Il Verdicchio marchigiano, la cui produzione si concentra prevalentemente negli areali storici di Jesi e di Matelica, ha conosciuto negli ultimi 20-30 anni un salto di qualità notevole, passando dall’immagine un po’ folkloristica della bottiglia a forma di anfora, che ne aveva decretato il successo di pubblico ma svilito le potenzialità, allo status odierno, cioè uno dei più grandi vini bianchi italiani.

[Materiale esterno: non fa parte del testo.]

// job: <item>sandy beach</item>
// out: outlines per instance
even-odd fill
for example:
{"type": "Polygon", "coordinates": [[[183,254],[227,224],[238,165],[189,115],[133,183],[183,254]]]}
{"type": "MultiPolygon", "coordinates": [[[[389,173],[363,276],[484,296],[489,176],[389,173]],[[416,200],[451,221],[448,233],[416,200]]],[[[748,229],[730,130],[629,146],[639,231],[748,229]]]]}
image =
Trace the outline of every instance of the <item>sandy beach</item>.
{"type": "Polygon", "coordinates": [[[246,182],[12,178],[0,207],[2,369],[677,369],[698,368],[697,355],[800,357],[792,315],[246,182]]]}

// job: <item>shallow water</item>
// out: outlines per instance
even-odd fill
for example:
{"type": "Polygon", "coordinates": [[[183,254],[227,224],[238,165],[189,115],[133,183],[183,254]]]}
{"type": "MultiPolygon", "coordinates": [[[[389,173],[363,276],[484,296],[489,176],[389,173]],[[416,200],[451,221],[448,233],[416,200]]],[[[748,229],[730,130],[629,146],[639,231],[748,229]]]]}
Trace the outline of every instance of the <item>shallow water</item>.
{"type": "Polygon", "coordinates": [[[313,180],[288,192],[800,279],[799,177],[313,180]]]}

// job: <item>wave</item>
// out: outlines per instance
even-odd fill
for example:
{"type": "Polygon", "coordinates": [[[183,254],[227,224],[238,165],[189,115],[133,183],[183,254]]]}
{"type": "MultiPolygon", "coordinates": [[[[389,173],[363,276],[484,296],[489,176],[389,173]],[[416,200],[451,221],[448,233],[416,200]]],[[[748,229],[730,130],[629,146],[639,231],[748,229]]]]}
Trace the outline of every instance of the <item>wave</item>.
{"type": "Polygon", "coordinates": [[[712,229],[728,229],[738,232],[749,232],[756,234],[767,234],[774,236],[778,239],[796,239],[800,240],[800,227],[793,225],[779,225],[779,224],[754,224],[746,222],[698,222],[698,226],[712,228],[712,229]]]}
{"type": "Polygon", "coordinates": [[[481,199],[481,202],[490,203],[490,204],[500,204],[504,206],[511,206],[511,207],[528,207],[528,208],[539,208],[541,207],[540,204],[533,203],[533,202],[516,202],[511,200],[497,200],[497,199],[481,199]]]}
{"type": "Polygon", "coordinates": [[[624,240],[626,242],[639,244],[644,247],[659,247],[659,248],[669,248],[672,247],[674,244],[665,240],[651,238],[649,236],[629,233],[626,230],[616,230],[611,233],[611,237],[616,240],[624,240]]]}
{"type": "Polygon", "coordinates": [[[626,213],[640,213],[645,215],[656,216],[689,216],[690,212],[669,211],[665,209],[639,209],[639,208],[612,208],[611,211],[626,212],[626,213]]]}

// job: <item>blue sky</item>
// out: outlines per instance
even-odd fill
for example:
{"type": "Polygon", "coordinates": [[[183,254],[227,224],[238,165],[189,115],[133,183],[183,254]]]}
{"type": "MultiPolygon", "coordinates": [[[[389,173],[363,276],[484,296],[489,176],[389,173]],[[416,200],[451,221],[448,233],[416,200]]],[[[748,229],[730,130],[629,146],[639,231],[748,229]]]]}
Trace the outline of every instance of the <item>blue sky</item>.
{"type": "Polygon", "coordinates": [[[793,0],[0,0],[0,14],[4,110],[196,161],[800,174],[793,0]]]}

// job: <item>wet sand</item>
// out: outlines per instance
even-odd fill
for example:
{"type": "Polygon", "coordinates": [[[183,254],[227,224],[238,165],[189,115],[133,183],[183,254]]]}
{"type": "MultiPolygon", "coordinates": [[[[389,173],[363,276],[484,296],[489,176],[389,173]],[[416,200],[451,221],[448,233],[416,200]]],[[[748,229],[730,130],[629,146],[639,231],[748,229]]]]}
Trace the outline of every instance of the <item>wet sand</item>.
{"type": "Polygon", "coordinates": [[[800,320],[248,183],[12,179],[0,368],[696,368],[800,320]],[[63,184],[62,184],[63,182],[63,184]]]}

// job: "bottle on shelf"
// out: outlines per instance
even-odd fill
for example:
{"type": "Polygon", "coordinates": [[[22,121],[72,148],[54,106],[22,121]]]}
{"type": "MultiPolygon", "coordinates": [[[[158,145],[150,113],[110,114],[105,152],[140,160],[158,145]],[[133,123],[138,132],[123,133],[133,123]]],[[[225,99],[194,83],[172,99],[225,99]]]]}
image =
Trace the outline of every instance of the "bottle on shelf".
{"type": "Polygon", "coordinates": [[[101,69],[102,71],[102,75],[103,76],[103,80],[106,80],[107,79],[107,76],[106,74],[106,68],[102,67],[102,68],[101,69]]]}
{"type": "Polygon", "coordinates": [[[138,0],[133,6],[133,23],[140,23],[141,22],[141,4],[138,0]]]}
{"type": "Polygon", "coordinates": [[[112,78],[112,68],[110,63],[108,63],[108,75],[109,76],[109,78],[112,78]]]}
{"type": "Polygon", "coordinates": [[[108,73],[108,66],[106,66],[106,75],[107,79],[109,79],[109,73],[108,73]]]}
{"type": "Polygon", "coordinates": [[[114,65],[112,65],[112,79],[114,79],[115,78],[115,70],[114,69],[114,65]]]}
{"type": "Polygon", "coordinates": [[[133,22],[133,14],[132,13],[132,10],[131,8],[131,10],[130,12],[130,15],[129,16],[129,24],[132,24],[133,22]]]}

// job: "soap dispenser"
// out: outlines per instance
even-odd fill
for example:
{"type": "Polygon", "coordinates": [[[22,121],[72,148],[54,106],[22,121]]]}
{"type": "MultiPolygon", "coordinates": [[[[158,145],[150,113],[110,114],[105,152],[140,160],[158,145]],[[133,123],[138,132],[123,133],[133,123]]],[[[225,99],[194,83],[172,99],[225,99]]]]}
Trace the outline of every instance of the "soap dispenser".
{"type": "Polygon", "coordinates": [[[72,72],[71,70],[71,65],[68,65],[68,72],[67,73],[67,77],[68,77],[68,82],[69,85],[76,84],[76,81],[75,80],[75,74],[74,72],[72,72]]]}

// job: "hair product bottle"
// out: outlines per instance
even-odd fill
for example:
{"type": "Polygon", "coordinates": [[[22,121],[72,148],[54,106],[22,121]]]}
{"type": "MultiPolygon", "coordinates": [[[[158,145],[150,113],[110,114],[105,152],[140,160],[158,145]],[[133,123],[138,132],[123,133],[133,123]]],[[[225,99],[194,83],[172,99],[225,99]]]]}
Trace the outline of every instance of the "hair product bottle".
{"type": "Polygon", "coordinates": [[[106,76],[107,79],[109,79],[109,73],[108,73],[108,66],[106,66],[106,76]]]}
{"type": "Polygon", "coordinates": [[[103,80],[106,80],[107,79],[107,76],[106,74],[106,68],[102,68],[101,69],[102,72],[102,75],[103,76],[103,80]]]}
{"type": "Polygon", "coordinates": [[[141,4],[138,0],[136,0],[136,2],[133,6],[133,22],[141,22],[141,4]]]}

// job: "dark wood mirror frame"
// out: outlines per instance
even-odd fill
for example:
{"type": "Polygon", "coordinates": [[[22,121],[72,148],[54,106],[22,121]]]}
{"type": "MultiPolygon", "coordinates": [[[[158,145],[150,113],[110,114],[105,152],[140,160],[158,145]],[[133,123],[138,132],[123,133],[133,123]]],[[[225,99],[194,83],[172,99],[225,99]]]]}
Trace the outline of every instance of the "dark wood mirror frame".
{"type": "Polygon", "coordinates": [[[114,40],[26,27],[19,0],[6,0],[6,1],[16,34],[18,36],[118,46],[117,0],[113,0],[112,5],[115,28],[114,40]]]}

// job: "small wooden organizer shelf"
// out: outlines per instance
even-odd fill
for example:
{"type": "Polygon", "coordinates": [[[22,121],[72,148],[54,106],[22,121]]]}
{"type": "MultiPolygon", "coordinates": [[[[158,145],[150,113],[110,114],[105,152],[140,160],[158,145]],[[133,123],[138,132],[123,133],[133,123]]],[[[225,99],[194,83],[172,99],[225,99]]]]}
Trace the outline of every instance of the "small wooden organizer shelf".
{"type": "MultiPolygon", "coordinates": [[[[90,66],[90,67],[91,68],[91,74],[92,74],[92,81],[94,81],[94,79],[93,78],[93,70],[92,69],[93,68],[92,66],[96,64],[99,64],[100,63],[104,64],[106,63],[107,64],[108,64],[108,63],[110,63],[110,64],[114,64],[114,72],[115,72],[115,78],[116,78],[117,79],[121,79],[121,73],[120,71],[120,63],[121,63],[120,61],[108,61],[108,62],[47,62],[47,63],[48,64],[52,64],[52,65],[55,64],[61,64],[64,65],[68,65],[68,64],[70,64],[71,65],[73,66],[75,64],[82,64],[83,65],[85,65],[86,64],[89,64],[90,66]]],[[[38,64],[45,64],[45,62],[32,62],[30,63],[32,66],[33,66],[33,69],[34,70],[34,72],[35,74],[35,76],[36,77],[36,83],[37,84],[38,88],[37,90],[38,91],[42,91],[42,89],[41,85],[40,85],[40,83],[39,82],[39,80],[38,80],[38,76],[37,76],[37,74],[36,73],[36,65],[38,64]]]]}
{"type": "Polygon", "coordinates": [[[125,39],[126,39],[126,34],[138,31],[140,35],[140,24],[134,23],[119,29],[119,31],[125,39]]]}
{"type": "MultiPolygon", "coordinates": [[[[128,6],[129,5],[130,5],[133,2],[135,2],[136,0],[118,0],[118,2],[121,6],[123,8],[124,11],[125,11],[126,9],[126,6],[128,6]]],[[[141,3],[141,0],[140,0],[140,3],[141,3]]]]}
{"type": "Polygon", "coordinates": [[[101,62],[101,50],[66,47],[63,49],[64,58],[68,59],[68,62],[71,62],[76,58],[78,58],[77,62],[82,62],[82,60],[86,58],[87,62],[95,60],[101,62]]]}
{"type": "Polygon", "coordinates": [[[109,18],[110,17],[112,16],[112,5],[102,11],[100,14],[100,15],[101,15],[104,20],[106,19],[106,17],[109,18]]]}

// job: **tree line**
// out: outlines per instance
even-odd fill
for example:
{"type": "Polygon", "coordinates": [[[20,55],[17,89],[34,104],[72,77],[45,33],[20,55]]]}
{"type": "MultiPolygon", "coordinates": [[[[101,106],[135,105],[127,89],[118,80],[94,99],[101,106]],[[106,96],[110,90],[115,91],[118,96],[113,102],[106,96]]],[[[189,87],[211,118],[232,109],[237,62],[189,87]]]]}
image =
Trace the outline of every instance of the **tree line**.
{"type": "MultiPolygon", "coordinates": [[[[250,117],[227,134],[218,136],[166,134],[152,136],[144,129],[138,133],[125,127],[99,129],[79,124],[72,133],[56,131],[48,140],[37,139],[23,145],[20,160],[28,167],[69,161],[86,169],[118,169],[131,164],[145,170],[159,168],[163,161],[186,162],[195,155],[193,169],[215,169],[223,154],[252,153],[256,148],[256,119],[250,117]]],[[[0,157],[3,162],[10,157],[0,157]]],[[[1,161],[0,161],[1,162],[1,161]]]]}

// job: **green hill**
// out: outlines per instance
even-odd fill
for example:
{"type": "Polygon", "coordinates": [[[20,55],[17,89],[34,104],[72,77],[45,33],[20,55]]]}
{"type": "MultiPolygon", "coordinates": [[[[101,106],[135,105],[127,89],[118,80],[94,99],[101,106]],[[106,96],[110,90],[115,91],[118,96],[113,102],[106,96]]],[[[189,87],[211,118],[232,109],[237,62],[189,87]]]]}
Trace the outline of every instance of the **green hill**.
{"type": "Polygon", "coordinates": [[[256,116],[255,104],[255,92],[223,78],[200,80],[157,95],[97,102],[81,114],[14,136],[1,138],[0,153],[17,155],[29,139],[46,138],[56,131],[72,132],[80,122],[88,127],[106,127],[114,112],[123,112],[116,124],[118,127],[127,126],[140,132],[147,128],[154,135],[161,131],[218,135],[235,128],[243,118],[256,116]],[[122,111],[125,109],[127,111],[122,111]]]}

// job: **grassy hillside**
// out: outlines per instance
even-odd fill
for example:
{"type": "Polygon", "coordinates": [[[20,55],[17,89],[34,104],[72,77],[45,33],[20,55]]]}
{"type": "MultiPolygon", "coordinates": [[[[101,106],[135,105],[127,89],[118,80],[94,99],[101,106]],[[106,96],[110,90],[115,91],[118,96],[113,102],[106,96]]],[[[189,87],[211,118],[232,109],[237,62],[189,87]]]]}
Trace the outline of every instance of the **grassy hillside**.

Merito di tutto questo, oltre alle grandi aziende che hanno pian piano accantonato la “strategia dell’anfora”, rivelatasi di corto respiro, è soprattutto dei numerosi artigiani che hanno seguito l’esempio di pochi pionieri e a partire dagli anni Novanta hanno letteralmente riscritto i parametri del buon Verdicchio: bevibilità, ampiezza, struttura, corpo, ricchezza aromatica e longevità.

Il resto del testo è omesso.